The Colliding Beam Fusion Reactor was designed by UF physics Professor Hendrik Monkhorst, UC physics Professor Norman Rostoker and UC researcher Michl Binderbauer. An article describing their work appears in Friday’s issue of the journal Science.
The fusion reactor will produce nuclear energy that can be easily transformed into electrical power. Monkhorst said the design could provide an alternative to burning fossil fuels and will not produce greenhouse gases that some scientists say could cause global warming.
The reactor will cost half as much to run annually as coal-burning power plants, he said, mainly because fuel is cheap and extreme safety measures are unnecessary since radioactivity is absent. It will require about 200 grams of boron to run a 100-megawatt reactor per day at a cost of a few dollars. “Fuel costs are negligible,” Monkhorst said. Energy in the form of electricity and helium gas are the only products of the reactor. If complications arise during operation, the reactor simply stops working.
“These reactors could replace all gas, coal and oil-fired power stations in the world,” Monkhorst said. “It is very safe and environmentally benign.”
The reactor will work like this: Beams of boron and hydrogen are sent into a reactor where magnets cause the beams to bend and move in a circular motion. This motion causes the nuclei to collide and fuse. The fusion creates particle energy that then can be converted directly into electrical power.

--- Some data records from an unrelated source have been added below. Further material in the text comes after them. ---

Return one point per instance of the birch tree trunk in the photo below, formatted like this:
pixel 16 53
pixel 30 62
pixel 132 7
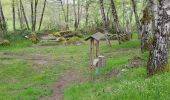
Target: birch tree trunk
pixel 158 58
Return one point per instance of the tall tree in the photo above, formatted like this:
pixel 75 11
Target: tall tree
pixel 2 19
pixel 24 14
pixel 116 21
pixel 105 27
pixel 67 15
pixel 136 17
pixel 75 15
pixel 13 12
pixel 158 58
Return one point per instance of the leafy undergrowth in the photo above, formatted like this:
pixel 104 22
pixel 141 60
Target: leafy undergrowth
pixel 130 84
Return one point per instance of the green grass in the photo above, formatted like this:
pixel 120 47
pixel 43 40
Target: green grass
pixel 133 84
pixel 26 80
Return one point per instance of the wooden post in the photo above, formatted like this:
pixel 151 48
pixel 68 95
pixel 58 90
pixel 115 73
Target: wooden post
pixel 91 59
pixel 97 55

The conversion process will be twice as efficient as heat conversion, in which coal is burned to heat water and produce steam, which runs turbines that produce electrical power. The fusion reactor will convert nearly 90 percent of the energy it generates into electricity, compared with, at most, 40 percent for a traditional coal-burning power plant, Monkhorst said.
Many coal-burning and nuclear power plants are built miles from cities because of their size and environmental dangers. The electricity is brought into cities by long, high-powered transmission lines, which results in the loss of almost half of the generated electric power because of electrical resistance in the wires and radiation given off through electromagnetic waves. With the fusion reactor, the lines can be eliminated since the reactor can be placed near or within cities of any size. Local lines still will be needed.
The design also has advantages over nuclear power, said Monkhorst. Neither boron nor hydrogen is radioactive or emits neutrons. “In the fusion reaction that will be achieved within this reactor, there will be no neutron production to any significant extent, so it will be completely harmless to the equipment and to the person standing next to it,” Monkhorst said.
Nuclear power plants built in the 1950s and 60s must be closed down within the next 10 years when their operation licenses expire. A license typically is valid for 40 to 50 years. Monkhorst said the plants must be destroyed and buried because of extremely high levels of radioactivity within the structures. This fusion reactor will lack radiation damage and will not need to be shut down because of radioactivity overload.
Monkhorst envisions the world using the fusion reactors to power cities and to charge batteries of electric cars. A city the size of Gainesville — about 97,500 people — would require one or two 100-megawatt reactors; a few dozen could power a large metropolitan area such as New York City.
Monkhorst said a few experiments are needed to ensure the reactor will work properly and to design the prototype. Within 10 years, he said, a functional prototype then can be built at the National High Magnetic Field Laboratory in Tallahassee at an estimated cost of $70 million.